For those who believe that environmental ecology and sustainability could encourage customers to purchase items, at the cost of other traditional marketing forces like cost, convenience of use and service, one might wish to transform mind subsequent to examining the case of Ford. Rather than customers becoming convenience-blind, Ford itself adopted a myopic, failing strategy. With the present requirement for superior products as well as the rising reliance of customers on the cost changes of fuels and the following impacts on their earnings, it would just be normal for Ford to develop superior and fuel-efficient products.

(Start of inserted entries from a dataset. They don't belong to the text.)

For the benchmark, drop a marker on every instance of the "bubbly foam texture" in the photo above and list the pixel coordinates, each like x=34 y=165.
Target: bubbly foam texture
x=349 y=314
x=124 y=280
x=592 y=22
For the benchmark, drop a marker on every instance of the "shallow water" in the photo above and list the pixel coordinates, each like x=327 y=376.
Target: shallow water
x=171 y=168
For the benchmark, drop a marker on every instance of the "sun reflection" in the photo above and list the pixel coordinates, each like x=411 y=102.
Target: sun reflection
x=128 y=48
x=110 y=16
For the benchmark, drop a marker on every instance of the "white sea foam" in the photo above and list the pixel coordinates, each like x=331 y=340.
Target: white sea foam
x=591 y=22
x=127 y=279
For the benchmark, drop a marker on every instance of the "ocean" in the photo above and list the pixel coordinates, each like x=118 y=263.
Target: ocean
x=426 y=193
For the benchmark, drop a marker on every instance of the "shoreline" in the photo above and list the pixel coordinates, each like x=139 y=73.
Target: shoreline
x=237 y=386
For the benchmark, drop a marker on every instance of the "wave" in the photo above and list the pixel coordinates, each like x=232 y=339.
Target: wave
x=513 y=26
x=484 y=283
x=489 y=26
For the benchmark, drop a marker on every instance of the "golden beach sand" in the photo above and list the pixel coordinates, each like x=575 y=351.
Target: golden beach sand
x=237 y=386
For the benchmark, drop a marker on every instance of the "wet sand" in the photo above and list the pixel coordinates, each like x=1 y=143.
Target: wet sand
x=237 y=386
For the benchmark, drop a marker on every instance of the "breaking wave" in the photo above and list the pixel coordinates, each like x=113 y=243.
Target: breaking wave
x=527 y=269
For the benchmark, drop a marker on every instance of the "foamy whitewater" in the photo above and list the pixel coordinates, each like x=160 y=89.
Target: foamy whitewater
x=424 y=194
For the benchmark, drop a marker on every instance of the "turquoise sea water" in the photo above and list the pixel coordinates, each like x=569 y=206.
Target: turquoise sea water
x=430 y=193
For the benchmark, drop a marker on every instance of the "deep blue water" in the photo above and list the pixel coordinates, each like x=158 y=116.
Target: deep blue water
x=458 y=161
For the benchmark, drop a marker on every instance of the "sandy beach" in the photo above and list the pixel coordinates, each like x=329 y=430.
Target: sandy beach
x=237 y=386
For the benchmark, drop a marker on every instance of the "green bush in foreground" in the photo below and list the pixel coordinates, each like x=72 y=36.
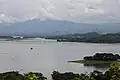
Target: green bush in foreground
x=112 y=74
x=34 y=76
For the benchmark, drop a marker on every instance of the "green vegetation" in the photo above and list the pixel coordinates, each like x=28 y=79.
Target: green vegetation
x=17 y=76
x=113 y=73
x=91 y=37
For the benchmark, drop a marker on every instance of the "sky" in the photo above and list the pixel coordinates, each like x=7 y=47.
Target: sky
x=72 y=10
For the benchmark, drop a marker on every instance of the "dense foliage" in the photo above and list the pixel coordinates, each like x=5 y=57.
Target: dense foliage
x=113 y=73
x=91 y=37
x=103 y=57
x=17 y=76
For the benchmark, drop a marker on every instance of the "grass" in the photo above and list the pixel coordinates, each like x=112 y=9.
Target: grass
x=92 y=62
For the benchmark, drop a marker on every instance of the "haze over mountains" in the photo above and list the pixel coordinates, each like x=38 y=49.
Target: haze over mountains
x=54 y=27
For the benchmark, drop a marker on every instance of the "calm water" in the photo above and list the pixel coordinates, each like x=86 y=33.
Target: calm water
x=46 y=57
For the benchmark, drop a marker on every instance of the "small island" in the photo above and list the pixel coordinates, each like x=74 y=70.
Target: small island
x=90 y=37
x=99 y=58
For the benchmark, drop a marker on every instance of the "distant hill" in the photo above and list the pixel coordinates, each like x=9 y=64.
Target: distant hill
x=55 y=27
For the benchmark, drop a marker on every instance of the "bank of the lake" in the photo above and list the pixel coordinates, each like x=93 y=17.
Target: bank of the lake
x=49 y=56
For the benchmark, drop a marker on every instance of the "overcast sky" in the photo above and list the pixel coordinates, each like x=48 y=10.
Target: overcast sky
x=75 y=10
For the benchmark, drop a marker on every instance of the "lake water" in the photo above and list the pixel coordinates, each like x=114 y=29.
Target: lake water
x=48 y=56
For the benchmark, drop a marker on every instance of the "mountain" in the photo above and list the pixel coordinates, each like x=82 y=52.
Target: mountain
x=55 y=27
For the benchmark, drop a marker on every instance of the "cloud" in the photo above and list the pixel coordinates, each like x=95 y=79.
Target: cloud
x=75 y=10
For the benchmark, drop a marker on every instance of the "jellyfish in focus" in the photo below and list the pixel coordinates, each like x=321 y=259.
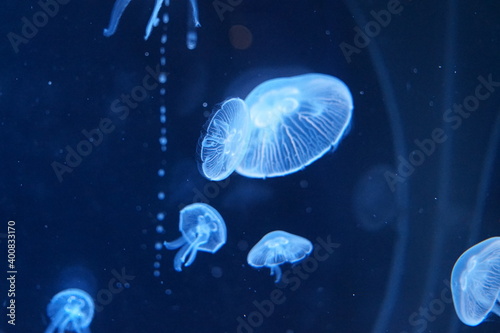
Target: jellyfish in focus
x=475 y=282
x=70 y=310
x=277 y=248
x=222 y=148
x=294 y=121
x=193 y=23
x=202 y=228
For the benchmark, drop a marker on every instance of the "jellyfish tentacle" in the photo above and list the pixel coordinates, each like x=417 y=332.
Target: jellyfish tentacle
x=276 y=270
x=116 y=14
x=175 y=244
x=179 y=257
x=62 y=327
x=192 y=24
x=193 y=249
x=153 y=20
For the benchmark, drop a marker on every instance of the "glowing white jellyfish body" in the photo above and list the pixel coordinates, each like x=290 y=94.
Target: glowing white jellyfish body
x=277 y=248
x=70 y=310
x=202 y=228
x=475 y=282
x=224 y=144
x=294 y=121
x=193 y=23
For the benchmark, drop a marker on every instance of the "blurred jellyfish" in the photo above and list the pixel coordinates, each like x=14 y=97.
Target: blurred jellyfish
x=202 y=228
x=222 y=148
x=70 y=310
x=277 y=248
x=294 y=121
x=193 y=23
x=475 y=282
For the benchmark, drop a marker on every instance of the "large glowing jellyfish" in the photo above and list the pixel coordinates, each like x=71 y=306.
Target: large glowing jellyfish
x=475 y=282
x=276 y=248
x=225 y=142
x=294 y=121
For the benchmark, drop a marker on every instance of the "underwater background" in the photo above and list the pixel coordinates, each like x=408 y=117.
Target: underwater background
x=400 y=211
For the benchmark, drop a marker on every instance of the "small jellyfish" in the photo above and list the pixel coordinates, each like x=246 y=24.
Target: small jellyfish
x=294 y=121
x=70 y=310
x=276 y=248
x=223 y=146
x=475 y=282
x=202 y=228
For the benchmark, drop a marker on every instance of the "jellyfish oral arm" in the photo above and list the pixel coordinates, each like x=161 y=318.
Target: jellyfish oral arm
x=116 y=14
x=187 y=249
x=192 y=24
x=496 y=307
x=276 y=270
x=175 y=244
x=153 y=20
x=55 y=322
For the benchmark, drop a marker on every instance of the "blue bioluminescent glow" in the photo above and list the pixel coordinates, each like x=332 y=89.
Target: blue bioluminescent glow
x=294 y=121
x=193 y=23
x=475 y=282
x=70 y=310
x=224 y=144
x=277 y=248
x=202 y=228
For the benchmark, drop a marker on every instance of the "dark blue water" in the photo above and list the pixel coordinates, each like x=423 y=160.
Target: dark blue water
x=411 y=187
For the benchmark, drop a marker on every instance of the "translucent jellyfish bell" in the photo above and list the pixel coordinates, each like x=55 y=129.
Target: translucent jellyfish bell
x=223 y=146
x=276 y=248
x=294 y=122
x=70 y=310
x=475 y=282
x=202 y=228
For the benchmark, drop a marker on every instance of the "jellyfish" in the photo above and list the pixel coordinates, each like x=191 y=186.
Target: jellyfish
x=202 y=228
x=276 y=248
x=193 y=23
x=475 y=282
x=294 y=122
x=223 y=145
x=70 y=310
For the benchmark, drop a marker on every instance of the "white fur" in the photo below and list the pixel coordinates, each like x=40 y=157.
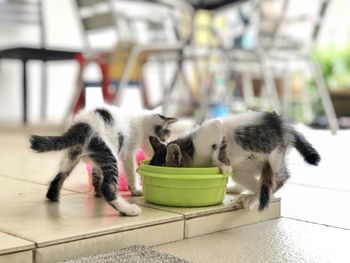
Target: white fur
x=245 y=172
x=136 y=129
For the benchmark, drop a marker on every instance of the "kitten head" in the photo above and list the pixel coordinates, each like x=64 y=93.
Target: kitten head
x=194 y=150
x=160 y=126
x=166 y=155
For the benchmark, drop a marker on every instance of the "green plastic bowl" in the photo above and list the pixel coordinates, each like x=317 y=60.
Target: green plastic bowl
x=184 y=187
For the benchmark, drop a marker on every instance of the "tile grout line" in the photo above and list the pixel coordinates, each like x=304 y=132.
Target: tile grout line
x=315 y=223
x=321 y=187
x=42 y=184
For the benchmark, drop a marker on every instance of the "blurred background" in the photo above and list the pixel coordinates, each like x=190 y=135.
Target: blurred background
x=193 y=59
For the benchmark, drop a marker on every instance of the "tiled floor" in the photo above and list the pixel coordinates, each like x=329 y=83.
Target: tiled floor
x=35 y=230
x=315 y=223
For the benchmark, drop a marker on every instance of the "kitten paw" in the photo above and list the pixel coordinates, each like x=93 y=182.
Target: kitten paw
x=136 y=192
x=234 y=189
x=125 y=208
x=131 y=210
x=248 y=201
x=226 y=169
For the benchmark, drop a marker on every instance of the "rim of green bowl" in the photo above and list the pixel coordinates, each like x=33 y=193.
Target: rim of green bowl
x=183 y=176
x=145 y=166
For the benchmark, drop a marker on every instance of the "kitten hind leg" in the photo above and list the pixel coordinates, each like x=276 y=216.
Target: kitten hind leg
x=69 y=161
x=97 y=178
x=132 y=177
x=102 y=156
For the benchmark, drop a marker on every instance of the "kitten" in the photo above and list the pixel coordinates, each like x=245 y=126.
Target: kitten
x=253 y=145
x=103 y=136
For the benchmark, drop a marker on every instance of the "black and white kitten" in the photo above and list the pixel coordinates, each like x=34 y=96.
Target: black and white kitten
x=253 y=145
x=104 y=136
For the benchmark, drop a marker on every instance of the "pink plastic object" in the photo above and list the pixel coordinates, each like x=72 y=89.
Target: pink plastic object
x=122 y=182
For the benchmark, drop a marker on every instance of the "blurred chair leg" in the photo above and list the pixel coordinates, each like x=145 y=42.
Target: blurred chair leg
x=248 y=92
x=287 y=95
x=44 y=91
x=79 y=94
x=325 y=98
x=134 y=53
x=268 y=80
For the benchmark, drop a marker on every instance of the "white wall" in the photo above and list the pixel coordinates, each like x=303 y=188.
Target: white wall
x=62 y=31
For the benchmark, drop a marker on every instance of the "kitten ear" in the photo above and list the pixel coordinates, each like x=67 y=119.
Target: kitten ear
x=155 y=143
x=174 y=156
x=168 y=120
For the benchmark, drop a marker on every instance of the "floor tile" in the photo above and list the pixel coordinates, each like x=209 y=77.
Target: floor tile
x=221 y=221
x=41 y=168
x=76 y=216
x=15 y=192
x=279 y=241
x=11 y=244
x=19 y=257
x=149 y=236
x=316 y=205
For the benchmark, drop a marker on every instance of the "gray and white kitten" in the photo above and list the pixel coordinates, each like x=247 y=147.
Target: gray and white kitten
x=104 y=136
x=253 y=145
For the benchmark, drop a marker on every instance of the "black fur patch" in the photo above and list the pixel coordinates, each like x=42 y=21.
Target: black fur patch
x=76 y=134
x=161 y=133
x=120 y=141
x=74 y=152
x=264 y=197
x=105 y=115
x=186 y=145
x=223 y=153
x=263 y=136
x=159 y=157
x=102 y=156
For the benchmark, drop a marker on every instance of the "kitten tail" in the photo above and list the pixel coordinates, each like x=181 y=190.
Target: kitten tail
x=267 y=184
x=76 y=134
x=309 y=153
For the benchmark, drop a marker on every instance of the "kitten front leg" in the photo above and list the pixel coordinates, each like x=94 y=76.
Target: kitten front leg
x=131 y=175
x=249 y=201
x=220 y=158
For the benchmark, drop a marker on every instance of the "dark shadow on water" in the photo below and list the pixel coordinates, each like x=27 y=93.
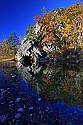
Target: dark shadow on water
x=37 y=95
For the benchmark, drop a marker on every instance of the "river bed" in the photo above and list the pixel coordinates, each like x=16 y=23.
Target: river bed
x=50 y=94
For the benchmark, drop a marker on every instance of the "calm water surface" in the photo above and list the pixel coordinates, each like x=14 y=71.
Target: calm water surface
x=50 y=94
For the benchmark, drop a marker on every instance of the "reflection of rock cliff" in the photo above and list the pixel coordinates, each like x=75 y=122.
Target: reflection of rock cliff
x=54 y=82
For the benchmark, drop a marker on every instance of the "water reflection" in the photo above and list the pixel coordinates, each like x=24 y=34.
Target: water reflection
x=55 y=82
x=42 y=96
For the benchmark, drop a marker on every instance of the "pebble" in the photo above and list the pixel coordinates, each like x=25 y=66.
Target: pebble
x=10 y=102
x=3 y=91
x=30 y=107
x=13 y=76
x=2 y=118
x=39 y=99
x=18 y=99
x=20 y=110
x=17 y=115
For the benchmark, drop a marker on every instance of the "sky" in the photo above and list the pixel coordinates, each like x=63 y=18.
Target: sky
x=15 y=15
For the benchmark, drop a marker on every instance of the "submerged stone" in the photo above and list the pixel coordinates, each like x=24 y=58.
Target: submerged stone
x=18 y=99
x=2 y=118
x=18 y=115
x=20 y=109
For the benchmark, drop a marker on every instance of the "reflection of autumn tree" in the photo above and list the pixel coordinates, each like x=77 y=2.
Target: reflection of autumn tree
x=58 y=83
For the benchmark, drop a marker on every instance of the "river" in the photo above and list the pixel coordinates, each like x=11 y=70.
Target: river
x=50 y=94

Nevertheless, once more, customers showed that they didn’t undergo myopia, in the similar manner that Ford did, and they didn’t support their buying decisions merely on features and superiority. The original introduction of the product was established as being myopic, as it was unsuccessful in considering particular technical forces and the corporation didn’t market correctly the product’s cost as well as money saving advantages to the buyers.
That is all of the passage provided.